Da chi è composto il comitato?
Da 115 cittadini, perlopiù cittadini della zona ma non solo: anche tante persone che hanno a cuore la tutela del paesaggio e la trasparenza amministrativa. E’ nato per rivendicare questo diritto così come quello alla partecipazione.

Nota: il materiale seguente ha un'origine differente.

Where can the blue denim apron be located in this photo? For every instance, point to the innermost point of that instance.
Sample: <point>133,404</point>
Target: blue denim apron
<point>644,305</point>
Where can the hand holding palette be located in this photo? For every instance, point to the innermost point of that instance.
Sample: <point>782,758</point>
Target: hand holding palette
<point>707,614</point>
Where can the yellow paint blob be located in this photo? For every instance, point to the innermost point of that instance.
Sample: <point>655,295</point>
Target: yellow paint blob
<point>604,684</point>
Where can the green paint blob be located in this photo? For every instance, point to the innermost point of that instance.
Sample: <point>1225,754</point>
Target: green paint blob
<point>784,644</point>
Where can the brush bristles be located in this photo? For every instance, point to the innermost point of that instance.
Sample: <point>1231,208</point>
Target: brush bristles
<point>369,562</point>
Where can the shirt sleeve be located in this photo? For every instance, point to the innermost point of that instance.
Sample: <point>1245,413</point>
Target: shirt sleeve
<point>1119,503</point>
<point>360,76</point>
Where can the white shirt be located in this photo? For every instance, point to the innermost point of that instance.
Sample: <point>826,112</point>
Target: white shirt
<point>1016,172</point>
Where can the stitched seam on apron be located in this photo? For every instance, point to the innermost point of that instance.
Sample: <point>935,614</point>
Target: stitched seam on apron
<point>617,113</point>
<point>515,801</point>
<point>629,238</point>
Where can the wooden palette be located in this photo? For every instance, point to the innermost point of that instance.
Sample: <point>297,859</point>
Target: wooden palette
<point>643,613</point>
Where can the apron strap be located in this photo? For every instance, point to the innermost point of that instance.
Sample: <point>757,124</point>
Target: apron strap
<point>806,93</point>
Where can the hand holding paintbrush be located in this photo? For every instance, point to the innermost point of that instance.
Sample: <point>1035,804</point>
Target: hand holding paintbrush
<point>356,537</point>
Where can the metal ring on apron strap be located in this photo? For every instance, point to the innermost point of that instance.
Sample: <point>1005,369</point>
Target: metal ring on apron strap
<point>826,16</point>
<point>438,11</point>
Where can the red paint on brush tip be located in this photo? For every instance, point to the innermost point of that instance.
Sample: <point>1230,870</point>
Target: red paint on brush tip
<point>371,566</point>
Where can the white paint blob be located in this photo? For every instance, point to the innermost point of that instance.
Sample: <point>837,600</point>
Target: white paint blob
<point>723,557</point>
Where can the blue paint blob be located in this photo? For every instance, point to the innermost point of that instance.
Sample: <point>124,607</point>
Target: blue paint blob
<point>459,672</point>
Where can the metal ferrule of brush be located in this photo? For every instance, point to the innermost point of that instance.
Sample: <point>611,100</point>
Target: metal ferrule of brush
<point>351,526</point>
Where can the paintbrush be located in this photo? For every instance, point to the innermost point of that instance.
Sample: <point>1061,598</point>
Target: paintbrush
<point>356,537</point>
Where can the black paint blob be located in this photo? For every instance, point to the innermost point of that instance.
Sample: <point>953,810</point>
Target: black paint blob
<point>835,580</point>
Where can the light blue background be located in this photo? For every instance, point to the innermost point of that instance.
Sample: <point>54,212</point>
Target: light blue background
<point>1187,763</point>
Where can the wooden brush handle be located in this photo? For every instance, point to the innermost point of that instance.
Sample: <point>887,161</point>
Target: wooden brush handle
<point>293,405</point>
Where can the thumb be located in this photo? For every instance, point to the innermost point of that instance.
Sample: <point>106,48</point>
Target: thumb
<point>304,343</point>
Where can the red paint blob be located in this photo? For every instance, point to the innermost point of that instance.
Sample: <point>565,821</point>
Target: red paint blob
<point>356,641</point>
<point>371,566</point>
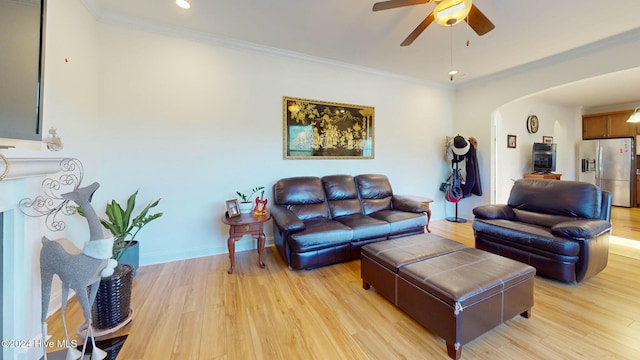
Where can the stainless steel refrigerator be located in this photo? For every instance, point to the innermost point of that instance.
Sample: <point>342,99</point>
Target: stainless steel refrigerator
<point>608,163</point>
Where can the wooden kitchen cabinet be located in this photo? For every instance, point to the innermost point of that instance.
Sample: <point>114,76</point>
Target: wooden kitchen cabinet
<point>594,127</point>
<point>608,125</point>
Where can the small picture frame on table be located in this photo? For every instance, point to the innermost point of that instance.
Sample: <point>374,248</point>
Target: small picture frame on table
<point>232,208</point>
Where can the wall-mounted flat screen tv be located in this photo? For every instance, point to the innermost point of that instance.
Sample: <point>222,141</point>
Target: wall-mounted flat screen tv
<point>21,60</point>
<point>544,158</point>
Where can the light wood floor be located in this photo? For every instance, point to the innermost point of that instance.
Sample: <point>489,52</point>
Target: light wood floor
<point>193,309</point>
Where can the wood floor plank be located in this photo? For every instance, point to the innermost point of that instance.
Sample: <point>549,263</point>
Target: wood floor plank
<point>193,309</point>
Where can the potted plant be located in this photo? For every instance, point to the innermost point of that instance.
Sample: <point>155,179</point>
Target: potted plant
<point>246,205</point>
<point>111,309</point>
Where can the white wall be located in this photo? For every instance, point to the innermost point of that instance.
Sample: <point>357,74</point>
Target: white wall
<point>511,163</point>
<point>193,122</point>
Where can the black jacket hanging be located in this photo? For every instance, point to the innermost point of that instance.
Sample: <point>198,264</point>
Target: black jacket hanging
<point>472,182</point>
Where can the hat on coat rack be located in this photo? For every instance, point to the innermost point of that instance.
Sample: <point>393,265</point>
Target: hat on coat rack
<point>460,148</point>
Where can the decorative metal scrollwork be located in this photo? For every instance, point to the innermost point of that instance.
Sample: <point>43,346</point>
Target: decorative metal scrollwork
<point>7,166</point>
<point>51,203</point>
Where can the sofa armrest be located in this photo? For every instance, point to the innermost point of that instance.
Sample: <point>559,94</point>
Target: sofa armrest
<point>494,212</point>
<point>404,203</point>
<point>581,229</point>
<point>285,219</point>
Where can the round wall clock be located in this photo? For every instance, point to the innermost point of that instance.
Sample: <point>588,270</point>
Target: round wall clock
<point>532,124</point>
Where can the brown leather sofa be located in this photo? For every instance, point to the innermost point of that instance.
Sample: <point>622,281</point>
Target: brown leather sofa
<point>559,227</point>
<point>320,221</point>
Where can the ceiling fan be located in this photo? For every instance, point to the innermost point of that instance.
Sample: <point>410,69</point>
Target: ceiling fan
<point>446,13</point>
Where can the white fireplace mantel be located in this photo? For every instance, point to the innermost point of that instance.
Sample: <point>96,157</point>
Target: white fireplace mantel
<point>29,163</point>
<point>20,242</point>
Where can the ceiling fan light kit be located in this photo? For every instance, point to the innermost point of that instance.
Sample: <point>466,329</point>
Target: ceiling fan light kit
<point>451,12</point>
<point>446,13</point>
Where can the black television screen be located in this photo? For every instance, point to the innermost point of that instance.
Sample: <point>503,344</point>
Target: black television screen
<point>544,158</point>
<point>21,50</point>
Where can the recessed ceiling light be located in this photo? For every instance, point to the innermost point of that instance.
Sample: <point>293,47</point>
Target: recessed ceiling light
<point>183,4</point>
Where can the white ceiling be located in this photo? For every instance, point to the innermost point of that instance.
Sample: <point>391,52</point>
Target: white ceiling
<point>350,32</point>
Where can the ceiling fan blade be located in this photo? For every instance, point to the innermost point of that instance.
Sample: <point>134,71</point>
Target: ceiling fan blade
<point>392,4</point>
<point>478,22</point>
<point>418,30</point>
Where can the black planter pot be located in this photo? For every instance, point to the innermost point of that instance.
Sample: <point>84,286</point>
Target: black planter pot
<point>113,301</point>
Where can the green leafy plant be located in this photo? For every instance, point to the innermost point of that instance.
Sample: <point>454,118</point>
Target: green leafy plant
<point>121,224</point>
<point>246,198</point>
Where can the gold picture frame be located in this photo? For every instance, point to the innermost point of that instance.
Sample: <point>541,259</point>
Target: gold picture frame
<point>315,129</point>
<point>233,209</point>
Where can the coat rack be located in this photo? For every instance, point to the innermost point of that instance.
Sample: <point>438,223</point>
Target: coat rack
<point>458,146</point>
<point>456,218</point>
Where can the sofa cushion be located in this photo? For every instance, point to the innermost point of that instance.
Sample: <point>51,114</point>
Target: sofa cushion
<point>581,229</point>
<point>542,219</point>
<point>304,196</point>
<point>365,227</point>
<point>342,196</point>
<point>375,192</point>
<point>319,234</point>
<point>401,221</point>
<point>566,198</point>
<point>527,236</point>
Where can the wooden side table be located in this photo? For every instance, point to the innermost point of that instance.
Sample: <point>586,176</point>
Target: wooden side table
<point>549,176</point>
<point>426,202</point>
<point>245,224</point>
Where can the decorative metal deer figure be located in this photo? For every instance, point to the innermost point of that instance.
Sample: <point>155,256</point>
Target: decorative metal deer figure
<point>79,270</point>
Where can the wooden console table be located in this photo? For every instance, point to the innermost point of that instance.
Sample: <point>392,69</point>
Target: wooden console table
<point>549,176</point>
<point>245,224</point>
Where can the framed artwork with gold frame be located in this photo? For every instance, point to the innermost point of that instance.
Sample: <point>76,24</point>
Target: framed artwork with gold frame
<point>315,129</point>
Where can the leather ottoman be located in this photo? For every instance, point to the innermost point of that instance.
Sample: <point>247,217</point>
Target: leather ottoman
<point>455,291</point>
<point>380,261</point>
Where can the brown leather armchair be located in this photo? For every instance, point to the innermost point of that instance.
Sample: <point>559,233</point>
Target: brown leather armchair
<point>559,227</point>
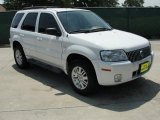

Cosa ha scatenato la protesta dei residenti?
Dall’oggi al domani è stato avviato un cantiere, un blitz a sorpresa, autorizzato dall’amministrazione comunale. I cittadini sono scossi per questo e si sono autorganizzati per tutelare i propri interessi. C’è una violazione delle procedure amministrative corrette e un’insensibilità rispetto alla tutela paesaggistica.

Cioè?
Parlo di violazione delle buone procedure amministrative perché c’è una legge nazionale del 2001 che prevede la possibilità per gli enti locali, e moltissimi se ne sono dotati giustamente, di dotarsi di un piano delle antenne, uno strumento urbanistico per dislocare al meglio le antenne. Non è un obbligo per i comuni, ma chi garantisce in campagna elettorale trasparenza, dialogo e partecipazione poi non può non mettere in campo queste azioni elementari di buona amministrazione che permettono di trovare dei punti per dislocare le antenne dialogando con la città. Se il piano delle antenne non c’è, c’è invece il far west.

Roberto Paradisi
Roberto Paradisi

Che potere avrebbe il Comune con questo piano?
Potrebbe negare l’autorizzazione alla ditta che vuole installare l’antenna e spingere invece per le localizzazioni individuate. Il Tar e il Consiglio di Stato hanno già dato ragione ai Comuni virtuosi che hanno adottato il piano delle antenne, premiandoli nel braccio di ferro coi gestori di telefonia. Il problema è di pianificazione del territorio: oggi tocca al Cavallo, domani potrebbe coinvolgere il lungomare…

Sui social i commenti si sprecano, anche contro il comitato: ci sono tante persone che vorrebbero l’antenna pur di far funzionare il proprio cellulare…
Rabbrividisco di fronte a certi commenti: se l’antenna è sulla testa degli altri, allora gli altri diventano i censori. Tutti vogliamo che il cellulare prenda, tutti parliamo al telefono, ma vorremmo vedere rispettate le leggi e dal Comune una maggiore sensibilità. C’è un’ignoranza politica e giuridica: ci sono aree con minor impatto paesaggistico o non residenziali dove poter individuare dei punti per la dislocazione delle antenne, sempre ascoltando i cittadini. Se l’amministrazione comunale l’avesse elaborato questo piano appena insediata, oggi non ci ritroveremmo a questo punto.